Even with a 15-million to 20-million-pound freeze loss in the Arbuckle area of Northern California, this year’s crop is expected to be over 900 million pounds. It could be 950 million pounds.

Growers don’t like the early season subjective estimate because if it is large, like this one will most certainly be; almond prices can go in the tank.

The crop’s size is no secret because early season weather was ideal. By mid-April producers already were experiencing limb breakage. Tree breakage is expected to be a major problem this season.

Even with the large crop, nut size is not small as would be the expectation, according to Richard Kindle, vice president of operations and marketing for Gold Hills Nut Co. in Ballico, Calif., an independent packer for about 50 producers.

However, Kindle is not concerned about the size of this year’s almond crop.

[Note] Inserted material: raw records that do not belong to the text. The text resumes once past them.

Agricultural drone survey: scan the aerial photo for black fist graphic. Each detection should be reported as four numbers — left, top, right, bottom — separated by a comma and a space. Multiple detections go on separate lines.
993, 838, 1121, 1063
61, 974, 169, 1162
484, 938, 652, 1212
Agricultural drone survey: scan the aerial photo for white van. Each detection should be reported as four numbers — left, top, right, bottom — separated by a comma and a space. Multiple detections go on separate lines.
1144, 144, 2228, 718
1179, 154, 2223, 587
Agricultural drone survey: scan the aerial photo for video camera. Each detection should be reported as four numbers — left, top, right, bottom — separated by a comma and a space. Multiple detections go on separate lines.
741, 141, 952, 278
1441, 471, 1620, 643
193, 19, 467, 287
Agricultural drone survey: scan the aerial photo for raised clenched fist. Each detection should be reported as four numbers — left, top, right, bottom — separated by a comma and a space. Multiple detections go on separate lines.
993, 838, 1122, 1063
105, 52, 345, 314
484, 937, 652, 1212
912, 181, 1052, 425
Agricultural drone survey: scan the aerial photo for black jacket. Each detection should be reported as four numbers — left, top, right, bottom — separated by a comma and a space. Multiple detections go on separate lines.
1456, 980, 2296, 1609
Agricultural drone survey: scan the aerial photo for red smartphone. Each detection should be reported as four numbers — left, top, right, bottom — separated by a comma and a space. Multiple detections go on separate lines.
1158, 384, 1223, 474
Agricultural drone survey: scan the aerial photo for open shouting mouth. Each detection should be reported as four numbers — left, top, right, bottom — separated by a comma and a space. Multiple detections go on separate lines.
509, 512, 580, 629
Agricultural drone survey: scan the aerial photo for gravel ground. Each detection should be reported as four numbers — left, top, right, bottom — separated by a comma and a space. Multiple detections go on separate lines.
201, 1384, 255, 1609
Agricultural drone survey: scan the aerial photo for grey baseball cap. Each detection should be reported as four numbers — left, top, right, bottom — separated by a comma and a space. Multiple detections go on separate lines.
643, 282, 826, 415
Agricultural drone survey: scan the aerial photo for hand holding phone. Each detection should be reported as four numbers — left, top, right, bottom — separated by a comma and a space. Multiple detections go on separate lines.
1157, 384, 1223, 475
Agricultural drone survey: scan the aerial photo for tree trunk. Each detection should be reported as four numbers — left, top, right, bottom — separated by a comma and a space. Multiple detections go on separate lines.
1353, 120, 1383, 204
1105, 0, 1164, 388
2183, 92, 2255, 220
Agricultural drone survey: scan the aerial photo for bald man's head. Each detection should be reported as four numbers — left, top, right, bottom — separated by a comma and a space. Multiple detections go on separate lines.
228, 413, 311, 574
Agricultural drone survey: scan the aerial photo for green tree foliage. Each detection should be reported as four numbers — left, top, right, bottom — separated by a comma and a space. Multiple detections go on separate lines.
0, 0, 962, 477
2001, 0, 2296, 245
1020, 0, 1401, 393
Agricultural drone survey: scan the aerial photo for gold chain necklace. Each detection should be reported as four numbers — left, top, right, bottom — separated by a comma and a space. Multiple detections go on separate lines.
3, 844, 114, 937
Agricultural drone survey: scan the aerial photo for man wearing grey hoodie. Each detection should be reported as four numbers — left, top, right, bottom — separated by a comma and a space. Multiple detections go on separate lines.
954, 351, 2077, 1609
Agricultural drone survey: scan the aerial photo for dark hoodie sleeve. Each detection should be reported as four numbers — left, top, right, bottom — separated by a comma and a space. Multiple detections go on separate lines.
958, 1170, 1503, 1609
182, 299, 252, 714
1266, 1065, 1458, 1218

He told growers at a Gold Hills grower appreciation barbecue recently that California can sell a large crop at "good prices" equal to or better than 2001.

And, prices for last season’s crop were good at Gold Hills, which has paid growers an average of 91 cents per pound for nonpareil and 78 cents per pound for California varieties so far. Premium grower prices were eight cents above those prices. These prices represent 90 percent of the final price, which expected to be announced in June.

He believes growers can sell the big 2002 crop at prices higher than that.

"The current feeling of most packers in California is that we are not in a big hurry to jump off the cliff just because we have the potential of a 900 million pound plus almond crop," Kindle said.

Certainty of supply

Many believe, as the almond crop gets bigger, it creates a more certainty of supply and almond users like that because it gives them more certainty of supply each year.

Kindle believes the 2002 crop average yield from 530,000 bearing acres will be between 1,700 and 1,800 pounds, resulting in a crop he estimates will fall between 917 million and 954 million pounds. If it falls within that range, it would be the largest almond crop in California’s history.

"Most of us in California have realized, I hope, we can sell big crops at good returns," he said.

Kindle points to the industry’s shipping records for his optimism.

Today’s projection calls for the industry to ship 835 million pounds from last year’s total supply of 897 million pounds, which includes a projected 60- to 70-million-pound carry out.

"We have shipped 93 percent of the total supply of almonds, leaving only 7 percent of the supply or 60 million to 70 million pounds of carry out," he said. This carryout out is much below normal and most industry experts say at least 100 million pounds are needed to maintain market flows.

Kindle also pointed to the fact that per capita consumption in the U.S. has increased 57 percent in the past five years, and shipments have increased 54 percent.

Kindle does not believe producers and handlers must heavily discount almonds to sell a big crop. He doesn’t believe lowering the prices increases consumption.

"If California sellers hold the course, buyers will slowly realize that prices are firm and fair, and they will pay the higher prices, as long as they are confident everyone is paying these (same) prices," he said.

Kindle told producers that a crop of 912 million pounds and a carry-in of 60 million would create a total supply of 972 million pounds.

"If we have no increase in shipments above the 2001 crop, our carryout next year would be 127 million pounds or about 13 percent of the total supply," he said.

Shipments to grow

However, he expects shipments will continue to grow at their recent historical rate of 4 percent annually, and that would reduce the carryover in his scenario to a desirable 10 percent of supply.

Kindle said, like many packers, Gold Hills realizes a small crop typically follows a large one and that generally brings higher grower prices.

"We at Gold Hills are going to be mindful of this scenario and will be conservative in selling your almonds, knowing that we have the potential for large gains in prices after March 2003 for those willing to stay the course," he said.

He said other "major handlers" are looking at a similar marketing strategy and therefore he does not believe a mandated reserve is necessary.

The Almond Board reserve committee meets Friday, after the subjective estimate is release, to discuss setting up a reserve.

"Most handlers will impose their own reserve" knowing that a small 2003 crop is likely and that should bring higher prices.